On Tue, Jan 31, 2012 at 9:34 PM, David Garcia <dg...@potomacfusion.com> wrote:
> I haven't investigated too deeply into this. . .but is there a caching
> strategy implemented, or in the works, for getting around having to load all
> of a split's vertices into memory?  If a graph is large enough, even a
> reasonably sized cluster may not have enough memory to load all the
> vertices.  Does Giraph address this currently?
>
> -David

Re: Caching (with LRU or something) strategy in Giraph?

Posted by David Garcia <dg...@potomacfusion.com>.

Hey Jake, thx for the reply.  I'll look at GIRAPH-45 for this particular topic.  Really quick though, I thought that Pregel was an implementation of BSP (a programming model. . .completely orthogonal from the manner in which data is retrieved/stored).  It seems quite reasonable to implement a basic caching strategy in the case all vertices don't fit in memory for a particular worker.  Thx again for your input.  I'll direct my question to GIRAPH-45 topic.

-David

From: Jake Mannix <ja...@gmail.com>>
Reply-To: "giraph-user@incubator.apache.org<ma...@incubator.apache.org>" <gi...@incubator.apache.org>>
Date: Wed, 1 Feb 2012 00:01:02 -0600
To: "giraph-user@incubator.apache.org<ma...@incubator.apache.org>" <gi...@incubator.apache.org>>
Subject: Re: Caching (with LRU or something) strategy in Giraph?

Hi David,

  The *point* of the Pregel architecture (which Giraph is an implementation of) is that the whole graph is in (distributed) memory.  If you are willing to go to disk, doing your calculations via MapReduce (possibly talking to a distributed hashtable of some kind colocated with your hadoop cluster, if it helps) is the straightforward way to go.

  -jake

On Tue, Jan 31, 2012 at 9:34 PM, David Garcia <dg...@potomacfusion.com>> wrote:
I haven't investigated too deeply into this. . .but is there a caching strategy implemented, or in the works, for getting around having to load all of a split's vertices into memory?  If a graph is large enough, even a reasonably sized cluster may not have enough memory to load all the vertices.  Does Giraph address this currently?

-David

Re: Caching (with LRU or something) strategy in Giraph?

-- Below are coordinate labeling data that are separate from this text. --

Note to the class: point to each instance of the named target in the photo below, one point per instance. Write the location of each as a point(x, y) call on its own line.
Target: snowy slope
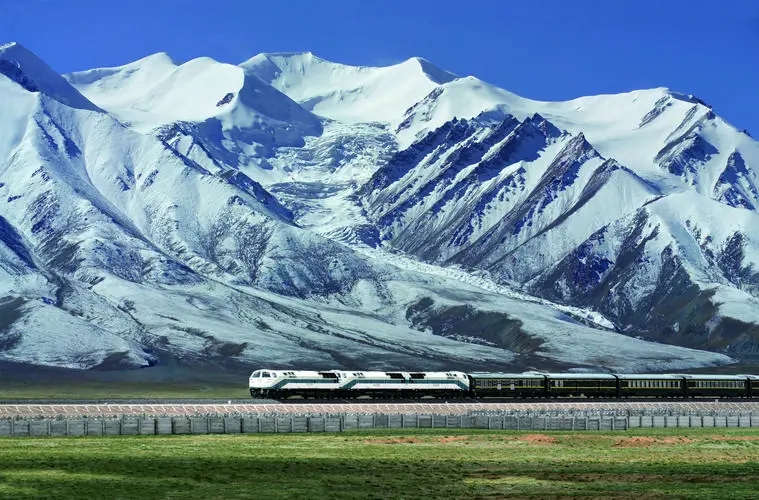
point(348, 93)
point(297, 212)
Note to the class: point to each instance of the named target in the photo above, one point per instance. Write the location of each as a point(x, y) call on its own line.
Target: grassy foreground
point(667, 463)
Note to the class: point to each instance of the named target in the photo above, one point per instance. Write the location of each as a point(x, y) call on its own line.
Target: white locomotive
point(350, 384)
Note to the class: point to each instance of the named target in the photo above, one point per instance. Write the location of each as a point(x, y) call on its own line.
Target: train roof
point(525, 375)
point(581, 376)
point(702, 376)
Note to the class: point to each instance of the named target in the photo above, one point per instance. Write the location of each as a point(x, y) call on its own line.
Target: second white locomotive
point(338, 384)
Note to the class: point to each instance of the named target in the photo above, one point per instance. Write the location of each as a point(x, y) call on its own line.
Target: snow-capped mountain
point(292, 211)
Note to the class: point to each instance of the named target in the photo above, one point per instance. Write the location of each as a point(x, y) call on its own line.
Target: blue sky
point(541, 49)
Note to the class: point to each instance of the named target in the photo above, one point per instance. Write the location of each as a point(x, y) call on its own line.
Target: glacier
point(290, 211)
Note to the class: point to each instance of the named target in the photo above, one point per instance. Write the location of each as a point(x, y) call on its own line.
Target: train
point(452, 385)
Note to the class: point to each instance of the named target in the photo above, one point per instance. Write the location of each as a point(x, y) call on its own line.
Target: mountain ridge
point(332, 217)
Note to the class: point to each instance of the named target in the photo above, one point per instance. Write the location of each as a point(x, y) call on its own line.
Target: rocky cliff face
point(295, 212)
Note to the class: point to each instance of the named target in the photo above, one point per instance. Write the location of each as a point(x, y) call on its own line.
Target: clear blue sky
point(542, 49)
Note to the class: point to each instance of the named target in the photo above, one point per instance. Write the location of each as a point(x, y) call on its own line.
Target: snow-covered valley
point(295, 212)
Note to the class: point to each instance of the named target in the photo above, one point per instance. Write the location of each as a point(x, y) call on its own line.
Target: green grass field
point(667, 463)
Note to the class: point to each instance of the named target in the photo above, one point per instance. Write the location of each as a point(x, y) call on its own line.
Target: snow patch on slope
point(348, 93)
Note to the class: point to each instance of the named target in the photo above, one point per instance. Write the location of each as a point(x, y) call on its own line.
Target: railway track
point(178, 408)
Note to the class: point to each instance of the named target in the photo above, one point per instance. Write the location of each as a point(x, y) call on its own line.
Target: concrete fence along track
point(316, 408)
point(294, 423)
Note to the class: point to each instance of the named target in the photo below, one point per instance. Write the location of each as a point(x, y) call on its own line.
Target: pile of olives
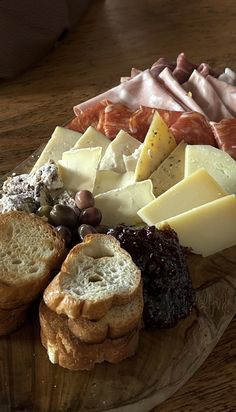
point(74, 224)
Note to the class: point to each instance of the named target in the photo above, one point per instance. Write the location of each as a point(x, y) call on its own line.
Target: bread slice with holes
point(96, 275)
point(69, 352)
point(30, 249)
point(117, 322)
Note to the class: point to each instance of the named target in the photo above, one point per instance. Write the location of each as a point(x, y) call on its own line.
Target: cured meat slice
point(226, 92)
point(225, 135)
point(177, 90)
point(143, 89)
point(206, 97)
point(193, 128)
point(116, 118)
point(184, 68)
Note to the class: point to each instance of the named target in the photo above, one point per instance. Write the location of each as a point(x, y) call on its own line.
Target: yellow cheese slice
point(61, 140)
point(123, 144)
point(108, 179)
point(92, 138)
point(207, 229)
point(78, 168)
point(219, 164)
point(170, 172)
point(193, 191)
point(121, 205)
point(158, 144)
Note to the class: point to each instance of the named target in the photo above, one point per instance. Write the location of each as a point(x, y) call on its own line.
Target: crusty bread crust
point(118, 321)
point(10, 320)
point(69, 352)
point(72, 293)
point(24, 237)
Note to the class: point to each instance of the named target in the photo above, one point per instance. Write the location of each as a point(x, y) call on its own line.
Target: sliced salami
point(225, 135)
point(193, 128)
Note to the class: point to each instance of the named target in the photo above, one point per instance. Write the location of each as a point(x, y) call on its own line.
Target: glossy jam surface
point(168, 292)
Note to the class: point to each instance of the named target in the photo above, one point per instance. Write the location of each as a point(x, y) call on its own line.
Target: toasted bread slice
point(96, 275)
point(117, 322)
point(29, 250)
point(69, 352)
point(12, 319)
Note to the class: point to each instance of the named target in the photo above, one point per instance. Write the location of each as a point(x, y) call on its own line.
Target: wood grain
point(111, 38)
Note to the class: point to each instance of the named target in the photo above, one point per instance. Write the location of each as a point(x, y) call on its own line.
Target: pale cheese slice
point(170, 172)
point(61, 140)
point(78, 168)
point(121, 205)
point(207, 229)
point(108, 179)
point(220, 165)
point(92, 138)
point(123, 144)
point(158, 144)
point(193, 191)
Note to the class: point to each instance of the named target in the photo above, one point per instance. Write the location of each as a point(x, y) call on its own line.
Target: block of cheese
point(121, 205)
point(113, 157)
point(195, 190)
point(108, 179)
point(170, 172)
point(130, 161)
point(92, 138)
point(158, 144)
point(78, 168)
point(219, 165)
point(61, 140)
point(207, 229)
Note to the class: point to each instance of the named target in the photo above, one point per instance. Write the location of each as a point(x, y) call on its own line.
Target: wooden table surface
point(112, 37)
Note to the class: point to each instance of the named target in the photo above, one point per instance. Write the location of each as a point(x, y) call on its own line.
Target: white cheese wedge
point(219, 165)
point(121, 205)
point(108, 180)
point(78, 168)
point(92, 138)
point(158, 144)
point(193, 191)
point(130, 161)
point(207, 229)
point(61, 140)
point(123, 144)
point(170, 172)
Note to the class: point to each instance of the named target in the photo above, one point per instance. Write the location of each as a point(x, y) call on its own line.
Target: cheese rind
point(61, 140)
point(108, 180)
point(207, 229)
point(78, 168)
point(193, 191)
point(121, 205)
point(123, 144)
point(158, 144)
point(92, 138)
point(170, 171)
point(220, 165)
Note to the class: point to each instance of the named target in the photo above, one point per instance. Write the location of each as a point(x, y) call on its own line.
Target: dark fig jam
point(168, 292)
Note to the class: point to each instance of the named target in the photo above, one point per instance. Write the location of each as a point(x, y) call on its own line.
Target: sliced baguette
point(12, 319)
point(69, 352)
point(96, 275)
point(29, 250)
point(118, 321)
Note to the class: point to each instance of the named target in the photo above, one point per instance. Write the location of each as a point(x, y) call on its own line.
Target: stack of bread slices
point(92, 310)
point(30, 250)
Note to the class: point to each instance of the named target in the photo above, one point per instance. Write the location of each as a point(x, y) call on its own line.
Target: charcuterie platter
point(165, 357)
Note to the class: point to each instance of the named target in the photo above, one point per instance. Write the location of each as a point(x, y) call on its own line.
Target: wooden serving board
point(165, 360)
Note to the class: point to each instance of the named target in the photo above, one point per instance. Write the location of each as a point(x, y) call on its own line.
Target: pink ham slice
point(225, 135)
point(143, 89)
point(206, 97)
point(177, 90)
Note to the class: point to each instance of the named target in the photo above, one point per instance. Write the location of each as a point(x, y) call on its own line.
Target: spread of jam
point(168, 292)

Posted by Jake Mannix <ja...@gmail.com>.

Hi David,

  The *point* of the Pregel architecture (which Giraph is an implementation
of) is that the whole graph is in (distributed) memory.  If you are willing
to go to disk, doing your calculations via MapReduce (possibly talking to a
distributed hashtable of some kind colocated with your hadoop cluster, if
it helps) is the straightforward way to go.

  -jake

On Tue, Jan 31, 2012 at 9:34 PM, David Garcia <dg...@potomacfusion.com>wrote:

> I haven't investigated too deeply into this. . .but is there a caching
> strategy implemented, or in the works, for getting around having to load
> all of a split's vertices into memory?  If a graph is large enough, even a
> reasonably sized cluster may not have enough memory to load all the
> vertices.  Does Giraph address this currently?
>
> -David
>